Published on January 1, 2008
IT MAY be that the most politically far-reaching event of 2007 was the Catholic bishops’ deep involvement in the Sumilao farmers’ cause. In terms of public rhetoric and private pressure, their stance reminded me of another end-of-year flexing of political muscle: The religious-bloc protests that stopped the House of Representatives’ shameless attempt to convene a constituent assembly, by itself, in December 2006.
But something about the bishops’ support for the Sumilao farmers seems qualitatively different. I am not talking about the unusually high-profile support given by the Archbishop of Manila, Gaudencio Cardinal Rosales, although he did add ecclesiastical weight to the campaign to open the iron gates of Malacañang.
What I have in mind, what struck me most, was the Church’s organized response to the cause itself: seminarians working with the farmers during their long march “from Mindanao to Malacañang,” priests negotiating with Palace officials (as I see it, this proved crucial after Executive Secretary Eduardo Ermita refused to meet with the marchers), bishops sitting down with President Macapagal-Arroyo herself. The response did not only seem the fruit of long reflection but the firstfruits of a renewed engagement in the political.
(Two quick caveats. I must note that it was the marching farmers themselves who bore the burden of the protest action and thus the responsibility for their temporary victory. And by political engagement I mean only the Church’s unapologetic application of pressure on politicians and political institutions.)
When the bishops meet this month, for the first of their semi-annual conferences, they may decide to issue a statement on the Sumilao cause, possibly in the context of the expiration, six months from now, of the Comprehensive Agrarian Reform Law. If they do, we can be sure it will again be couched, diplomatically, in the language of moral guidance.
But if I am not mistaken, and if I read Bishop Emeritus Francisco Claver’s revealing Commentary last November on the recent and unusual “show of public discord among Catholic bishops” correctly, the Catholic Bishops’ Conference of the Philippines may commit, formally, to two courses of action: back the Sumilao cause, and place the burden of success squarely on the President.
Of this we are certain: The cause is eminently moral. Landless farmers–our own “anawim”–have been victimized (twice, in 10 years) by a system that raises the poor’s hopes but rewards the cynicism of the privileged. When the rule of law results in patent injustice, victims only have recourse to the moral order.
The cause is also, and to use a criterion for action the bishops themselves have used, incontrovertible. In July 2005, the bishops declined to press for the resignation of President Macapagal-Arroyo, for a specific and controversial reason. They wrote: “In the welter of conflicting opinions and positions our role is not to point out a specific political option or a package of options as the Gospel choice, especially so when such an option might be grounded merely on a speculative and highly controvertible basis.” In other words, the allegations of election fraud against her needed to be substantiated.

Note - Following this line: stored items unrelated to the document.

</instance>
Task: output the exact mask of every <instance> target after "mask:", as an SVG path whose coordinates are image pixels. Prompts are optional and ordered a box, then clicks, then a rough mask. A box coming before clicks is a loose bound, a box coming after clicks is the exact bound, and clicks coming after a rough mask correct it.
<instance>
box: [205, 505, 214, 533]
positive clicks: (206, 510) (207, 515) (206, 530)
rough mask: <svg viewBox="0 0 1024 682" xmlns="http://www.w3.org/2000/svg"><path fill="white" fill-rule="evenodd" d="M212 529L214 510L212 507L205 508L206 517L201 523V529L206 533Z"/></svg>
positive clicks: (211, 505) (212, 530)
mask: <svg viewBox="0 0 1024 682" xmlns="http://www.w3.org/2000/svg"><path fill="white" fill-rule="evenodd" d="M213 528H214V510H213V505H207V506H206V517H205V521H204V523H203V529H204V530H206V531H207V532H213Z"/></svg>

But there is nothing speculative about the sorry plight of the Sumilao farmers. They were victims of a severe miscarriage of justice, a miscarriage all the more serious because it was carried out under cover of the same law that gave the farmers hope.

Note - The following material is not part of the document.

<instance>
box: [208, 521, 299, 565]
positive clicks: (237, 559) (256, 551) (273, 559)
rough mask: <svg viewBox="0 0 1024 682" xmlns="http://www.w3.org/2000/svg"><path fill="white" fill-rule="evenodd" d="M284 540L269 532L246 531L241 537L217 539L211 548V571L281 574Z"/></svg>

Lastly, the cause is now the President’s as well. In the language of participation the bishops themselves are familiar with, the President now “owns” the issue. If she had issued her order merely to defuse the tension, to buy herself time, she may find herself facing a flock of angry, unruly bishops.

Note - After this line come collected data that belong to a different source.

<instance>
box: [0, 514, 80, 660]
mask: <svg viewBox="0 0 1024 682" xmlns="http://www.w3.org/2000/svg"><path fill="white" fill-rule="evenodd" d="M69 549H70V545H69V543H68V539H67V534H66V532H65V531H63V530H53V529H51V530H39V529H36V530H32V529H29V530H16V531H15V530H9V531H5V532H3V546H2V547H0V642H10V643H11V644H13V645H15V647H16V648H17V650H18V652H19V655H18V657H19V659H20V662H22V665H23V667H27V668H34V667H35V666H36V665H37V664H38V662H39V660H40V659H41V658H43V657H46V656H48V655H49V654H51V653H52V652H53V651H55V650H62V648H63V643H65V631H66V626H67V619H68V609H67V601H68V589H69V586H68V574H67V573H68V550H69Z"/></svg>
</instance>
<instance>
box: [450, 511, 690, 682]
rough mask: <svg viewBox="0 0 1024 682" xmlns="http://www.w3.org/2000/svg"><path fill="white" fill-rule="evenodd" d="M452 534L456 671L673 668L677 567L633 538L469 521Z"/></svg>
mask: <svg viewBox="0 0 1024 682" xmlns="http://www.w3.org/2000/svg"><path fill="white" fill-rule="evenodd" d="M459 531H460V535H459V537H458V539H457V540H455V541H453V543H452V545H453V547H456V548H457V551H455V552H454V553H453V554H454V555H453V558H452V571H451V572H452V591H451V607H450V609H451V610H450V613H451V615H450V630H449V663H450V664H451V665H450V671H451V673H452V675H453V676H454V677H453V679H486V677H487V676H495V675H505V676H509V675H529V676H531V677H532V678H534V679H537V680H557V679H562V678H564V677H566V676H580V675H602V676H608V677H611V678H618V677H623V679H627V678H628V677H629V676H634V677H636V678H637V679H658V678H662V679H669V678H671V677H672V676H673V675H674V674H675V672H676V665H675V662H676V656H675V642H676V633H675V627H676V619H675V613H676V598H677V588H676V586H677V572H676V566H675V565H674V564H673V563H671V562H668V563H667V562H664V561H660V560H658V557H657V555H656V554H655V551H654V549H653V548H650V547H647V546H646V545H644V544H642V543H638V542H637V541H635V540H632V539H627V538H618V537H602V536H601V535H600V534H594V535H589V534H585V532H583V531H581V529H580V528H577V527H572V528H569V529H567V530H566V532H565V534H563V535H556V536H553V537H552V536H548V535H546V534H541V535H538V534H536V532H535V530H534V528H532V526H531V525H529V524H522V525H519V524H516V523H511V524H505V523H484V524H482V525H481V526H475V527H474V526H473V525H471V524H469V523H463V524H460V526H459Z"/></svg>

As I have written before, there is no such thing as a Catholic vote; the bishops certainly do not elect presidents. But the Catholic un-vote may exist. I cannot imagine Edsa I without the CBCP’s famous post-Snap Election pastoral letter. When rebellious Marines called on the bishops to come to their aid in February 2006, during the standoff in Fort Bonifacio, perhaps they had the same thing in mind too.
We will be watching the bishops, waiting for their next move. As spiritual guides, their work is difficult enough. But in the radically political world of Filipino Catholics, it becomes next to impossible. Perhaps they can take their bearings from a fellow bishop (with considerably greater writing gifts).
In “Spe Salvi,” Pope Benedict XVI pays homage to Saint Augustine as a poet of hope. He quotes Augustine’s description of his daily life as a bishop. “The turbulent have to be corrected, the faint-hearted cheered up, the weak supported; the Gospel’s opponents need to be refuted, its insidious enemies guarded against; the unlearned need to be taught, the indolent stirred up, the argumentative checked; the proud must be put in their place, the desperate set on their feet, those engaged in quarrels reconciled; the needy have to be helped, the oppressed to be liberated, the good to be encouraged, the bad to be tolerated; all must be loved.” This is the same “sermo” where Augustine also famously wrote: “For you I am a Bishop, with you I am a Christian … the former betokens danger, the latter salvation.”
The keen edge of moral danger–I think our bishops, shepherds of restless, confused sheep, know this very well indeed.